The Opposition has welcomed new funds announced by the Federal Government into the Regional Australia Level Crossing Safety Program and called on the State Government to commit funds in the upcoming State Budget.
Opposition Leader Mia Davies said the $180.1m allocation over five years in the Federal Budget would kickstart the improvements needed at passive rail crossings across the nation.
“The Regional Australia Level Crossing Safety Program announced is recognition there is work to be done to improve safety outcomes where country rail and roads intersect,” Ms Davies said.
“The $160m allocated is for upgrades to level crossings includes adding boom gates, flashing lights, improved signage and road rumble strips.
“We also welcome the $2m for risk assessments, knowing that there will be more investment required down the track.”

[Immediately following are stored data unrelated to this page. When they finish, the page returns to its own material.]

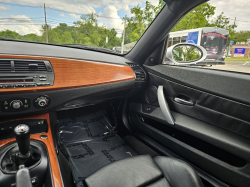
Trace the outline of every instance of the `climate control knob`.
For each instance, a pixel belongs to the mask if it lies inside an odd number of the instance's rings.
[[[45,106],[46,103],[47,103],[46,99],[39,99],[39,100],[38,100],[38,105],[39,105],[40,107]]]
[[[45,108],[49,106],[50,98],[46,95],[41,95],[34,100],[34,105],[37,108]]]

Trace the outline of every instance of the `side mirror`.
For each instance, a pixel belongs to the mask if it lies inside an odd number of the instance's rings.
[[[179,43],[167,49],[166,57],[173,64],[191,65],[204,61],[207,51],[196,44]]]

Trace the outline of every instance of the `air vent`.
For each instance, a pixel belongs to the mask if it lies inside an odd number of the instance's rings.
[[[10,60],[0,60],[0,72],[11,72]]]
[[[15,72],[47,71],[43,61],[14,61]]]
[[[133,70],[134,70],[135,77],[136,77],[135,80],[144,81],[146,79],[146,75],[141,67],[133,67]]]
[[[126,62],[126,64],[128,64],[130,67],[136,67],[136,66],[139,66],[138,64],[131,63],[131,62]]]
[[[133,69],[136,81],[145,81],[146,75],[145,72],[140,67],[140,65],[131,62],[126,62],[126,63]]]

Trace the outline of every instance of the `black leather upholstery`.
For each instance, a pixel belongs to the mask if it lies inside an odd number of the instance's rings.
[[[134,156],[114,162],[85,180],[88,187],[203,187],[185,162],[158,156]]]
[[[135,187],[150,184],[162,176],[154,160],[145,155],[107,165],[90,175],[85,181],[90,187]]]
[[[194,169],[182,160],[158,156],[154,158],[154,161],[171,187],[203,186]]]

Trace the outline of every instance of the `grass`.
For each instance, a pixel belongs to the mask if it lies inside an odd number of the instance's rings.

Ms Davies said the upcoming State Budget would be the perfect time for the McGowan Government to co-invest and show their commitment to improving regional rail and road safety outcomes.
“This Government is about to return a massive budget surplus, there’s no better time to commit to a program that will ultimately save lives,” Ms Davies said.

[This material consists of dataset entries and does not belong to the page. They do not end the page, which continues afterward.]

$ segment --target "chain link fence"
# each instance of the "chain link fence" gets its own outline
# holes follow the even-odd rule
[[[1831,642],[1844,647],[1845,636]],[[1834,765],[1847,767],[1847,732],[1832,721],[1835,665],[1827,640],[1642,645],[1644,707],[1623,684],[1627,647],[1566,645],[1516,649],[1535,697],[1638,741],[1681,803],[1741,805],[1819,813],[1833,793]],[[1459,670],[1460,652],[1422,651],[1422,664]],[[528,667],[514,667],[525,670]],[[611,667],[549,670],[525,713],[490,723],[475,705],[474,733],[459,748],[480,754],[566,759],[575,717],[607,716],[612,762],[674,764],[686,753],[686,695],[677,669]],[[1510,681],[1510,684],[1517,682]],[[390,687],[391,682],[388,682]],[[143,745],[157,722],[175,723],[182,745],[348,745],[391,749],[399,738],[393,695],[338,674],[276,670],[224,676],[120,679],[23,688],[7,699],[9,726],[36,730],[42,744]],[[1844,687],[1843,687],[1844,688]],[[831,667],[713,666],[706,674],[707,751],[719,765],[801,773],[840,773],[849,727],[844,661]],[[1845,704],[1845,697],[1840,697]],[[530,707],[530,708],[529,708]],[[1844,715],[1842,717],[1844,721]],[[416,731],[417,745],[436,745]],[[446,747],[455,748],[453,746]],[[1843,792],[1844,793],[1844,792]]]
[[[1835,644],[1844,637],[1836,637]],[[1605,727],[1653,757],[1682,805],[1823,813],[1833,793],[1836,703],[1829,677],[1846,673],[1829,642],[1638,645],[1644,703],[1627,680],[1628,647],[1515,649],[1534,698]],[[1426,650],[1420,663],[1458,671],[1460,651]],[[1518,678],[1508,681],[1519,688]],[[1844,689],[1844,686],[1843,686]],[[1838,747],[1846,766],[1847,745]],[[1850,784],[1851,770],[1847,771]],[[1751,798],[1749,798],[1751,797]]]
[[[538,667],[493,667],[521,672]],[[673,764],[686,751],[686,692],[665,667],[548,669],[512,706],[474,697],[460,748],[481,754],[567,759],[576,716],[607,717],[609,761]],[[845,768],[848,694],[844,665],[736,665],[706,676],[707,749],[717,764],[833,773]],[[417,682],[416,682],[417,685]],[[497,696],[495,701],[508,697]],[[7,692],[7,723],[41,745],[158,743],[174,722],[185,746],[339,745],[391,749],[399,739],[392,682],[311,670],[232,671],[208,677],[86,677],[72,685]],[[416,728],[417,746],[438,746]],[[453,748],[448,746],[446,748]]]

Shadow Transport Minister Shane Love said the results of a long-awaited review by the Australasian Centre for Rail Innovation (ACRI) found 30 ways to improve train visibility nation-wide.
“While the project findings are welcomed, the consideration of more trials will mean further delays to implementing the measures the impacted families have been campaigning for,” Mr Love said.
“We hope the $5 million investment into research and trials of new level crossing technologies and safety measures by the Federal Government will fast-track these considerations.”
Mr Love said with the State Budget just around the corner, now would be the right time for the McGowan Government to show compassion and invest in a scheme that will save Australian lives.
“We want to ensure no other family experiences the grief of losing loved ones at rail crossings.”
There are 23,500 rail crossings across Australia, 79 percent of which are considered passive.